The complexity in diagnosing hereditary ataxias lies not only in their rarity, but also in the variety of different genetic conditions that can determine them, inherited in an autosomal recessive, autosomal dominant or X-linked manner, or as a part of a mitochondrial genetic syndrome [1]. In the context of this heterogeneity, Magnetic Resonance Imaging (MRI) plays a key role in the evaluation of these conditions, being crucial in the differential diagnosis process not only to exclude other underlying conditions possibly explaining the clinical phenotype, but also in the determination of the pattern of cerebellar involvement. From a neuroradiological standpoint, atrophy of the cerebellum is often the common denominator, and can represent sometimes the only imaging change detectable with conventional imaging in many of these conditions [3,4,5,6,7,8,9,10,11,12,13,14,15,16,17,18,19,20]. Indeed, in many cases the neuroradiological evaluation of these patients is primarily focused on the detection of this feature, often reported as a vague “cerebellar atrophy” and without a specific evaluation, detection and reporting of the possible selective involvement of the main structures of the cerebellum (e.g. vermis, hemispheres, anterior lobe, posterior lobe, etc.), of the other infratentorial structures (e.g. medulla oblongata, pons, cerebellar peduncles, etc.), or their combination.

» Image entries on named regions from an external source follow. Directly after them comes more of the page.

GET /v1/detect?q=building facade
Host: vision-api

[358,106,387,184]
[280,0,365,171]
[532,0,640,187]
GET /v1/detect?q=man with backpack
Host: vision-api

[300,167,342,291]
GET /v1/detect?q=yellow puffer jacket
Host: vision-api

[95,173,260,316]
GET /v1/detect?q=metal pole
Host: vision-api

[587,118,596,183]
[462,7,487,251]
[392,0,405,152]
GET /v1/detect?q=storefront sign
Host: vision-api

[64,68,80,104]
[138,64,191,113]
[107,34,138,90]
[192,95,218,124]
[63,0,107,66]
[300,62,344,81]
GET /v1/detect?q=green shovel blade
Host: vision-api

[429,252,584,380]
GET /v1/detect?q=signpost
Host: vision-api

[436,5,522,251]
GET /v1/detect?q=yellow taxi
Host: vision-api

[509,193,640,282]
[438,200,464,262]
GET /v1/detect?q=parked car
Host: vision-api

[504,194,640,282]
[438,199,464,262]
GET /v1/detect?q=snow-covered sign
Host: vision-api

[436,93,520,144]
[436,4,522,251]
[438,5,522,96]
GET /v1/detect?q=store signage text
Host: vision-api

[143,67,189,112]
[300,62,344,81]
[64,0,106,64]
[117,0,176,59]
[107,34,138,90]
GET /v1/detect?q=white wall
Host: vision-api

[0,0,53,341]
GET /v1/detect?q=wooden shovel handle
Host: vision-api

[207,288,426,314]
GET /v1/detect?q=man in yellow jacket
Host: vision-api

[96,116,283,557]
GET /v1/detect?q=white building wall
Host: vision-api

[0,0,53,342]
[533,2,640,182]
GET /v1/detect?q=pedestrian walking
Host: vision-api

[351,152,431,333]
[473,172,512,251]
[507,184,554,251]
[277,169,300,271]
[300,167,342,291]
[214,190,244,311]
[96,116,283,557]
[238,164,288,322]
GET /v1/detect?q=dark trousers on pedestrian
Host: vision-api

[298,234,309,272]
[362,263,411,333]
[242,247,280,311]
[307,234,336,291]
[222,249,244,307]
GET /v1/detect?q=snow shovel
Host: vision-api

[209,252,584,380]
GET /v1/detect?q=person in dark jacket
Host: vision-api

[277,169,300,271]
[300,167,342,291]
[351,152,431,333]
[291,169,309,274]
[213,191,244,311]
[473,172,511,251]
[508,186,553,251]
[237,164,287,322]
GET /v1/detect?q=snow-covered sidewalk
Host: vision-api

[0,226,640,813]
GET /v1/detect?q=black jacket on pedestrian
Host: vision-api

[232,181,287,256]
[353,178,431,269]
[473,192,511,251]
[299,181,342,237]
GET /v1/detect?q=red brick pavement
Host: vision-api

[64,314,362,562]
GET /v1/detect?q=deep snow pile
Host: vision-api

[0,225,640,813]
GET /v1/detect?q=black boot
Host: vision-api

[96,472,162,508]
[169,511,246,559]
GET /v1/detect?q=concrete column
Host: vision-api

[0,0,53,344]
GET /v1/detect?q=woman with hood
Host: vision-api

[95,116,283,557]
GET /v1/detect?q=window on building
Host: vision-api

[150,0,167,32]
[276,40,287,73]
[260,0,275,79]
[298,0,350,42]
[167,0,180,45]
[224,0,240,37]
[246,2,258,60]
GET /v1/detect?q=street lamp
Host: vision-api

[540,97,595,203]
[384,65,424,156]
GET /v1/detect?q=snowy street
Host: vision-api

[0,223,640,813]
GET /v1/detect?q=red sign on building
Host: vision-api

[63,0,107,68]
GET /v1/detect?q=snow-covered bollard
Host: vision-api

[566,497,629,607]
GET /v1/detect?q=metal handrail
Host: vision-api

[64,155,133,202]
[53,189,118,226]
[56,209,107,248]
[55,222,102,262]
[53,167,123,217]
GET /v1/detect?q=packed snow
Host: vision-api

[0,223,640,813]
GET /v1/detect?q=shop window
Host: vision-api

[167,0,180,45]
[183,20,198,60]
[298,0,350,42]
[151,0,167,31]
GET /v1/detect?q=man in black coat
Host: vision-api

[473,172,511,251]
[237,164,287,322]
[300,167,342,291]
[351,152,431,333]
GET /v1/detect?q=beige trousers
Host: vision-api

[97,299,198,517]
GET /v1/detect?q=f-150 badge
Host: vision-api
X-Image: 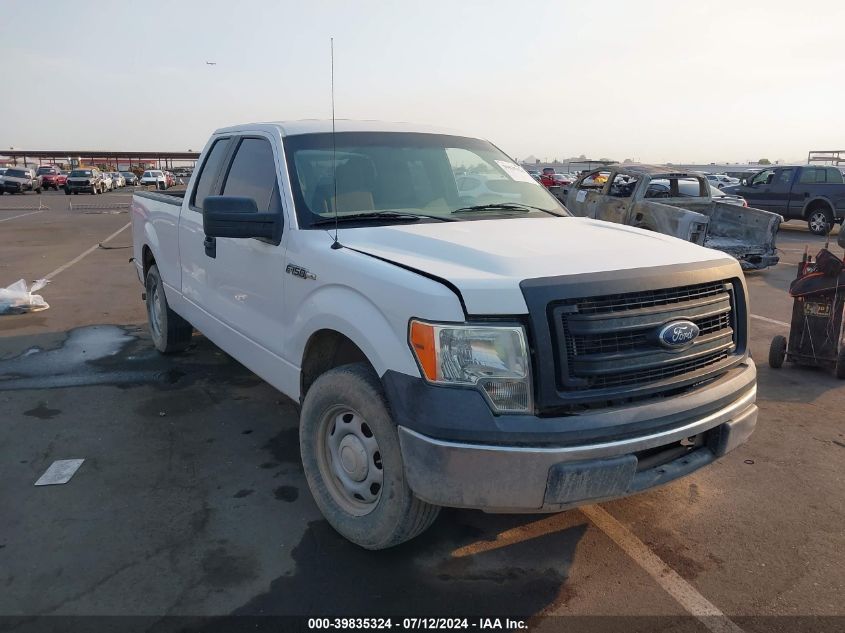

[285,264,317,279]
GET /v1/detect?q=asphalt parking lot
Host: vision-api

[0,190,845,632]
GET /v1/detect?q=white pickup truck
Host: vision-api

[132,121,757,549]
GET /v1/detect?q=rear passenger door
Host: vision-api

[180,134,287,355]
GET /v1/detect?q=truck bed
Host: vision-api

[133,189,186,207]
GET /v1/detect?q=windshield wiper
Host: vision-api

[452,202,562,217]
[311,211,455,226]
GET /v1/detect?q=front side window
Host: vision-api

[578,171,610,189]
[285,132,567,228]
[775,169,793,187]
[223,138,279,212]
[751,169,775,187]
[191,138,229,209]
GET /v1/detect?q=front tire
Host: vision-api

[144,265,194,354]
[807,206,833,235]
[299,363,440,550]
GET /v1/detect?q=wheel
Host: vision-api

[836,345,845,380]
[144,264,194,354]
[299,363,440,550]
[807,206,833,235]
[769,335,786,369]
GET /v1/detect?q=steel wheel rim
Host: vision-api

[316,405,384,516]
[810,211,827,231]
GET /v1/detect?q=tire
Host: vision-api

[769,335,786,369]
[144,264,194,354]
[836,346,845,380]
[807,205,833,235]
[299,363,440,550]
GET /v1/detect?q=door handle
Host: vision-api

[202,235,217,258]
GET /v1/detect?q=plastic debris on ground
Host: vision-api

[0,279,50,314]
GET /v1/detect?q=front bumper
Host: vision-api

[399,384,757,512]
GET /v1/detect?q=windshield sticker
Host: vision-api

[496,160,537,184]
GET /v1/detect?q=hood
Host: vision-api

[339,217,730,315]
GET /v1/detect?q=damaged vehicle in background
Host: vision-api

[565,165,782,270]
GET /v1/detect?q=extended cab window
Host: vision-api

[223,138,281,212]
[609,174,637,198]
[191,138,229,209]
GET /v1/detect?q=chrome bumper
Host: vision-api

[399,384,757,512]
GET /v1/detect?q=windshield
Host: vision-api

[285,132,568,228]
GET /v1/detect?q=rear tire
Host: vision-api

[769,335,786,369]
[144,264,194,354]
[807,205,833,235]
[299,363,440,550]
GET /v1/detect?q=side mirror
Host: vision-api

[202,196,282,244]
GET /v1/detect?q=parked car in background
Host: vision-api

[723,165,845,235]
[35,166,61,191]
[710,185,748,207]
[566,164,782,270]
[0,167,42,193]
[65,167,105,195]
[707,174,739,189]
[141,169,167,189]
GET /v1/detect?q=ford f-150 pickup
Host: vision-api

[564,164,781,269]
[131,121,757,549]
[722,165,845,235]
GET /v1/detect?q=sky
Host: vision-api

[0,0,845,163]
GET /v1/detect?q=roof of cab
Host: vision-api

[215,119,464,136]
[603,163,702,176]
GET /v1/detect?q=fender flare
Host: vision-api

[285,285,420,376]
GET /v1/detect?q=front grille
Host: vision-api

[549,281,739,399]
[564,281,725,314]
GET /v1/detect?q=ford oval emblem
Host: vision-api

[657,321,699,349]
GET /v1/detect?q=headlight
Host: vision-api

[409,320,532,413]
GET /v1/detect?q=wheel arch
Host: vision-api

[802,196,836,220]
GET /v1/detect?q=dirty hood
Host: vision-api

[339,217,730,315]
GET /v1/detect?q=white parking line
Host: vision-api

[751,314,789,327]
[0,211,42,222]
[44,222,132,279]
[580,505,742,633]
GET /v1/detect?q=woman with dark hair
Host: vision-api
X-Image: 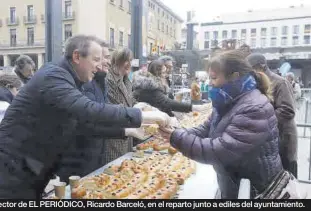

[133,60,207,116]
[161,51,302,199]
[14,55,36,84]
[103,49,135,163]
[0,74,22,122]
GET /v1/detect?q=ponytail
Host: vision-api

[251,71,273,102]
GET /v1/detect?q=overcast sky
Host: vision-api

[162,0,311,22]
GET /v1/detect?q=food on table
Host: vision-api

[71,152,195,199]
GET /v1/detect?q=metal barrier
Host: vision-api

[297,124,311,183]
[301,88,311,100]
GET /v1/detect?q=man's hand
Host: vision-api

[125,127,145,140]
[133,102,159,111]
[142,111,171,127]
[159,127,175,141]
[192,104,212,113]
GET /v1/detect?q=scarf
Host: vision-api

[209,74,257,115]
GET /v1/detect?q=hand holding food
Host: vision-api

[142,111,170,127]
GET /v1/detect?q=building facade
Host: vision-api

[199,5,311,83]
[0,0,182,68]
[143,0,183,54]
[179,27,199,50]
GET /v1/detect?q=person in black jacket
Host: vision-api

[0,35,169,199]
[159,56,174,99]
[0,74,22,122]
[14,55,36,84]
[133,60,211,117]
[56,41,143,182]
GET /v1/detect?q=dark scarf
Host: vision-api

[209,75,257,116]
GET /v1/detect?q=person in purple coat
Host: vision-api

[161,51,284,199]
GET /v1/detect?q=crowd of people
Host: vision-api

[0,35,308,199]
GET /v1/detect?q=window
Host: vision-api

[65,1,72,18]
[10,29,16,47]
[271,27,278,36]
[241,29,246,39]
[231,30,238,39]
[260,28,267,37]
[27,27,35,45]
[270,38,276,47]
[303,35,310,45]
[293,25,299,35]
[282,26,288,35]
[65,24,72,40]
[281,37,287,46]
[213,31,218,40]
[119,31,124,46]
[27,5,34,21]
[204,32,209,40]
[260,38,267,48]
[127,34,132,48]
[204,41,209,49]
[149,43,153,53]
[110,28,114,48]
[293,36,299,45]
[251,29,256,37]
[211,40,218,48]
[251,38,256,48]
[128,1,132,13]
[305,24,311,34]
[222,31,228,39]
[10,7,16,23]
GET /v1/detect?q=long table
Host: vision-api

[53,152,218,199]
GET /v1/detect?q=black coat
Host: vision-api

[133,72,192,116]
[56,75,125,183]
[0,59,141,199]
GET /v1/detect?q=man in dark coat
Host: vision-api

[56,41,144,183]
[0,35,167,199]
[247,53,297,177]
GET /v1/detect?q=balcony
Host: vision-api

[63,12,76,21]
[0,40,45,49]
[6,17,19,26]
[41,14,45,23]
[24,15,37,25]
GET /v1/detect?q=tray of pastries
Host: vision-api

[134,136,177,154]
[71,152,196,199]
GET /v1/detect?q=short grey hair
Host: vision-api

[97,39,110,48]
[286,72,295,80]
[65,35,101,60]
[15,55,36,72]
[159,56,174,63]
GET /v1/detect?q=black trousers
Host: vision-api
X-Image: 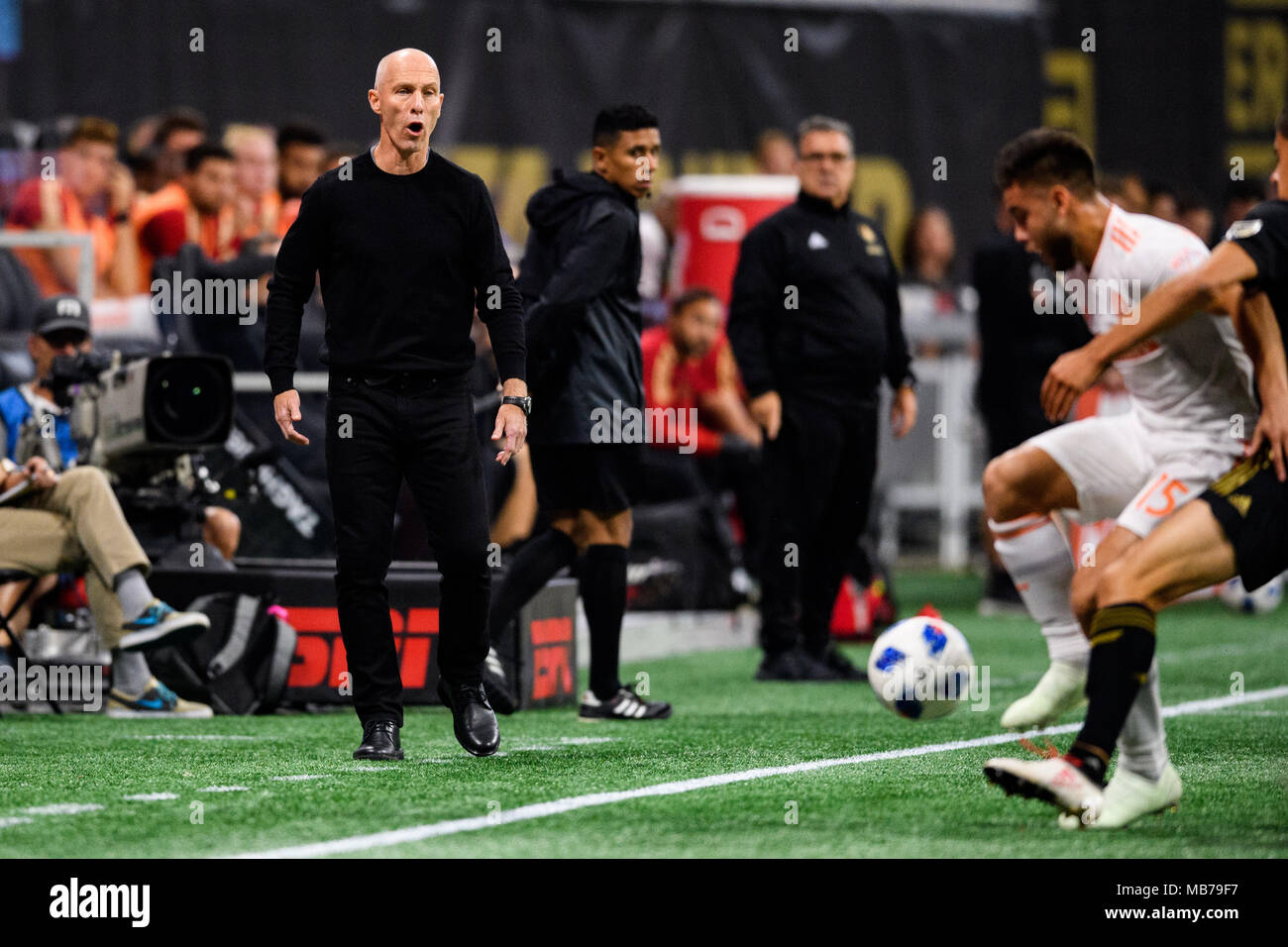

[760,395,877,655]
[326,374,492,727]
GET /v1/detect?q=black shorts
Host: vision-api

[528,443,643,515]
[1202,447,1288,591]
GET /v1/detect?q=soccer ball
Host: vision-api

[1216,576,1284,614]
[868,618,975,720]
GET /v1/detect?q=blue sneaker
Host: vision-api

[107,678,215,717]
[117,598,210,651]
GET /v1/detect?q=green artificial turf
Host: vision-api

[0,574,1288,857]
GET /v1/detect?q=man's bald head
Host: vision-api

[368,49,443,160]
[373,48,438,91]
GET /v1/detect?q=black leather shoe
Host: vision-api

[483,648,519,716]
[438,678,501,756]
[353,720,402,760]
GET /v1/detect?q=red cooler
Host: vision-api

[669,174,800,305]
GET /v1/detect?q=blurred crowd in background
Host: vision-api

[0,108,1265,615]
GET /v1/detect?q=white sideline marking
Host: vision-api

[22,802,103,815]
[129,733,259,740]
[223,686,1288,858]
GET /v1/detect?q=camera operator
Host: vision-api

[0,295,213,716]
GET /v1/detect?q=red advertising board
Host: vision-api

[669,174,799,305]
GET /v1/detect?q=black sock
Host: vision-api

[577,545,626,701]
[488,527,577,642]
[1068,601,1155,785]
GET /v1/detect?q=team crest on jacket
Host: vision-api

[859,223,885,257]
[1225,219,1262,240]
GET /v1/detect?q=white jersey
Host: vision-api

[1065,205,1258,443]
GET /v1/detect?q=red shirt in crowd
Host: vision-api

[640,325,739,455]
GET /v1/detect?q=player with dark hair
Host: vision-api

[277,125,327,201]
[484,104,671,720]
[988,110,1288,828]
[984,129,1257,819]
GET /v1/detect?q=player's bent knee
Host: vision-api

[984,451,1037,520]
[1095,554,1150,605]
[1069,570,1099,629]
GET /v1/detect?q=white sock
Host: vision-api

[988,513,1091,668]
[1118,657,1168,783]
[112,648,152,697]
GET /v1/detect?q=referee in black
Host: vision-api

[265,49,529,759]
[729,116,917,681]
[485,104,671,720]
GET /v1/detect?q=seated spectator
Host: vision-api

[1100,174,1149,214]
[277,125,326,236]
[640,288,761,456]
[1221,180,1266,233]
[0,296,241,561]
[639,287,761,575]
[754,129,796,174]
[150,108,206,191]
[1145,181,1181,224]
[9,117,138,296]
[0,296,211,716]
[224,125,282,241]
[133,145,236,292]
[1177,194,1218,246]
[899,207,979,359]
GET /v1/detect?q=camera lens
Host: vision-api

[146,359,232,445]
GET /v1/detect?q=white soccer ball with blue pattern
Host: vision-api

[868,618,975,720]
[1216,576,1284,614]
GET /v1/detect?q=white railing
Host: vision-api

[873,356,986,569]
[0,231,94,304]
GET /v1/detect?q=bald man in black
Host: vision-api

[265,49,531,759]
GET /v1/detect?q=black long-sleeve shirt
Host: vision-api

[519,171,644,443]
[265,151,524,394]
[728,192,912,404]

MRI usually does not lead to the identification of a specific hereditary ataxia and the definitive diagnosis of these conditions is suggested by the combination of family history, clinical symptoms, neuroimaging and laboratory findings and achieved via molecular genetic testing [13]. In particular, in the last years the growing implementation in clinical practice of Next-Generation Sequencing (NGS) methods has allowed for the identification of more than 200 primary ataxia-associated genes [21, 22]. Although efforts have been made to standardize NGS data sharing and analysis in hereditary ataxias [23], these methods still remain available to relatively few tertiary care centers [24] with costs unlikely to be sustained in most low income Countries. For these reasons, a proper evaluation of a widely accessible and less expensive diagnostic methods such as MRI still represents a fundamental diagnostic tool needed to guide genetic tests to a more appropriate and relatively limited range of genetic forms of ataxias.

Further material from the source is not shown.